Publié le 26 mars 2011
André Duchesne LA PRESSE

Les deux acteurs ne se connaissaient pas. Mais dès la première lecture du scénario du film Le colis, Emmanuel Bilodeau et Gildor Roy ont compris que la pâte allait lever.

«Je trouvais que Le colis était une bonne histoire et j'avais envie de la voir au cinéma. Puis, élément non négligeable, j'allais jouer avec Emmanuel, que je ne connaissais pas, mais que je trouvais bien bon, dit Gildor Roy. Ça me tentait de travailler avec lui. On s'est assis pour lire le texte et ç'a marché tout de suite. J'aime son énergie. Il a l'air d'aimer le métier d'acteur. Ça n'a pas l'air douloureux. Moi, la création dans la douleur, je ne crois pas à cela. Je me tiens loin de ça.»
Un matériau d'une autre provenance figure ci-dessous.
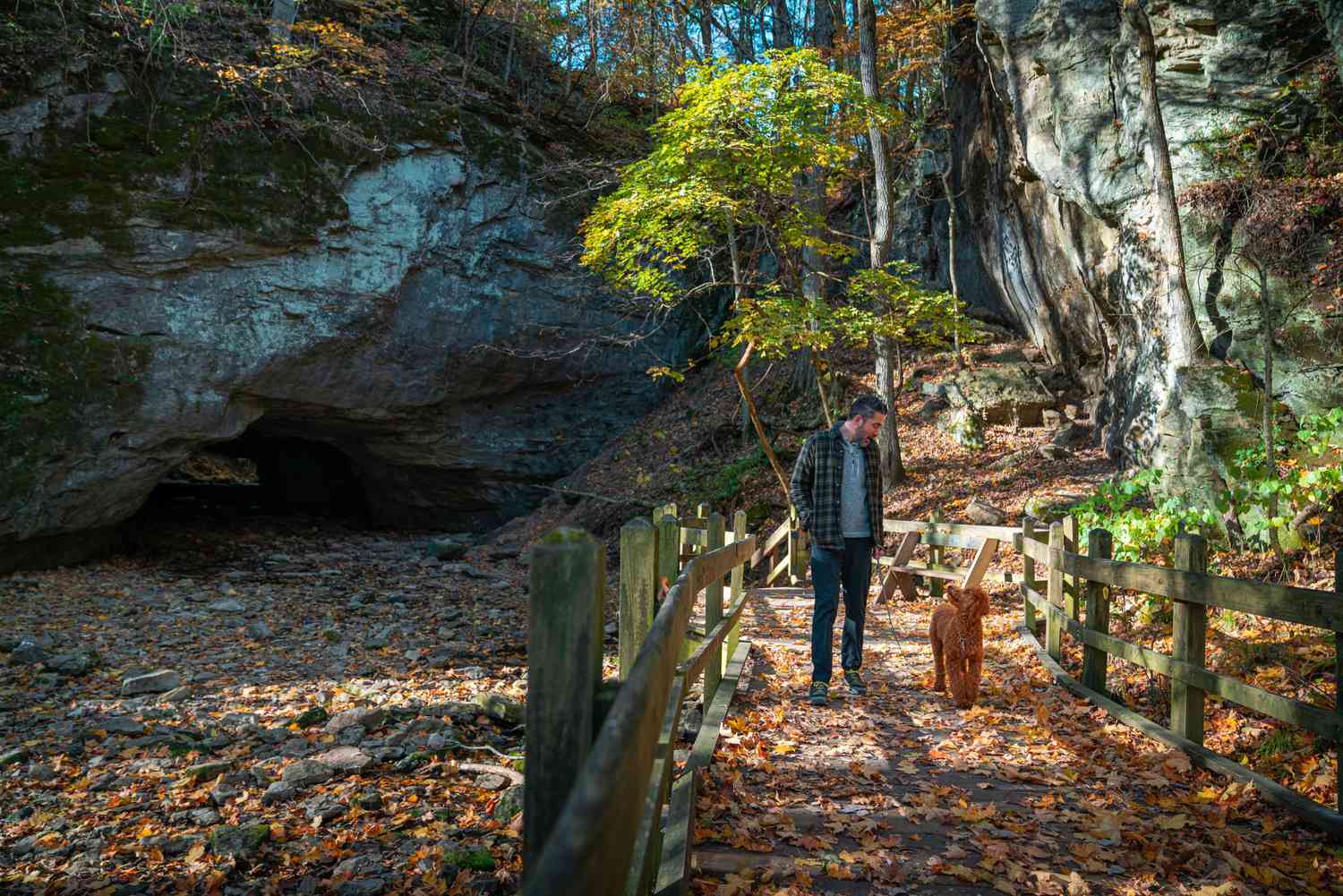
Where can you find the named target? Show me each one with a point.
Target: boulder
(73, 664)
(509, 804)
(158, 681)
(449, 547)
(238, 840)
(1010, 394)
(305, 772)
(365, 718)
(346, 759)
(985, 514)
(27, 652)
Emmanuel Bilodeau révèle de son côté que Roy et lui se sont si bien entendus qu'ils ont évoqué l'idée de se dénicher un scripteur pour leur écrire un spectacle d'humour commun. Malheureusement, leurs horaires ne permettront pas au projet de se concrétiser dans un proche avenir.

>>>Lisez l'entrevue Le colis: paquet voleur d'André Duchesne

«On a vraiment trippé, on s'est très bien entendus, dit Bilodeau. J'ai bien fait rire Gildor, qui est un excellent public. Et il m'a fait rire aussi.»

Obsession de l'argent

Homme fauché, le personnage de Bilodeau n'en est pas moins sympathique. Au milieu de l'histoire, ce dénommé Michel Beaulieu devient un père seul qui se décarcasse pour rendre heureuse sa fille Jade (lumineuse Alice Morel-Michaud). Une scène à la chandelle entre Michel et Jade est d'une tendresse inouïe. «C'est mon tout premier rôle principal dans un film destiné au grand public et j'ai trouvé ça le fun d'avoir à jouer un rôle qui n'est pas de composition», dit le comédien.

Quant à Gildor Roy, il se définit aux antipodes de son personnage très compulsif de Jacques St-Louis. «Au moment du tournage, il y avait beaucoup de tournois de poker, c'était comme cool, c'était dans l'air, dit-il. Des gens connus jouaient au poker. Moi, j'avais un questionnement face à cela. Je trouvais ça intéressant, car c'est très loin de moi. Je n'ai aucune fibre face au jeu ou au hasard.»

Il ne comprend pas plus les gens qui vivent dans la prétention ni l'obsession des individus et des médias à l'égard de l'argent. «Il y a des réacteurs nucléaires qui menacent de sauter au Japon et qu'est-ce qui ouvre les bulletins d'information américains? L'influence de la catastrophe sur la Bourse, dit-il avec un certain dépit. Même chose avec la Libye. On s'inquiète de l'influence du conflit sur le prix du baril de pétrole.»

Conclusion: Le colis nous rappelle ce vieil adage voulant que l'argent ne fait pas le bonheur.